For details of the Engine APIs, the methods and related objects, see the Javadoc. Note that the APIs are the same for subscription editions, but some features are only active if the appropriate license is installed. If you try to access a feature for which you do not have a license, a Feature not active error message is returned.
There is also a high-level Web REST API, intended for customers developing applications.
API access
The Bonita Engine APIs can be accessed locally or remotely, in the following modes:
-
Local: the client accesses the server directly in local mode (both are running under the same JVM)
-
HTTP: the client accesses a remote server via HTTP

The mode you use must be specified, either in the bonita-client-custom.properties
file, or programmatically (recommended way, see next section). By default, the access mode is local. This can be used when the client and engine are using the same JVM. The file contains commented out configurations for remote access modes. To change the mode, simply comment out the configuration for local and uncomment the relevant remote configuration.

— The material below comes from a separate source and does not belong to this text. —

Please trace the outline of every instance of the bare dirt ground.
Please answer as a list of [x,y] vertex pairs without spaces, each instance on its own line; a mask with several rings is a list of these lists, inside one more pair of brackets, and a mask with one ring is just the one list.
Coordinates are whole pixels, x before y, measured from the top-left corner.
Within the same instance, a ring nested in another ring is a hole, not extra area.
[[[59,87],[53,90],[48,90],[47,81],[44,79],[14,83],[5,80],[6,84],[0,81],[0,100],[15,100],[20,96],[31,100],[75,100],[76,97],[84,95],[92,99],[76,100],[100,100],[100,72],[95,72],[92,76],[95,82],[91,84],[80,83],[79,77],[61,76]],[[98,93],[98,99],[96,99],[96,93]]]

There is a slight overhead in using the remote access methods, so you are recommended to use local access whenever it is possible.
Getting started with the Bonita Engine APIs
Before you run a Bonita application, configure how the application (client) accesses the Bonita Engine (server). For a HTTP access it can be done using following java code:
final Map<String, String> parameters = new HashMap<>();
if (HTTP.equals(apiType)) {
parameters.put("server.url", "http://localhost:8080");
//application name is the name of context, default is bonita
parameters.put("application.name", "bonita");
}
APITypeManager.setAPITypeAndParams(ApiAccessType.valueOf(apiType), parameters);
All sequences of API calls start with logging in (internally, Bonita runtime creates a session) then retrieving the APIs that will be used in the application.
The APIs are retrieved using the APIClient.
The following example shows how to retrieve the log in, then retrieve the Process API for that session. Pre-requisite: the platform has already been created and initialized and the Engine is running.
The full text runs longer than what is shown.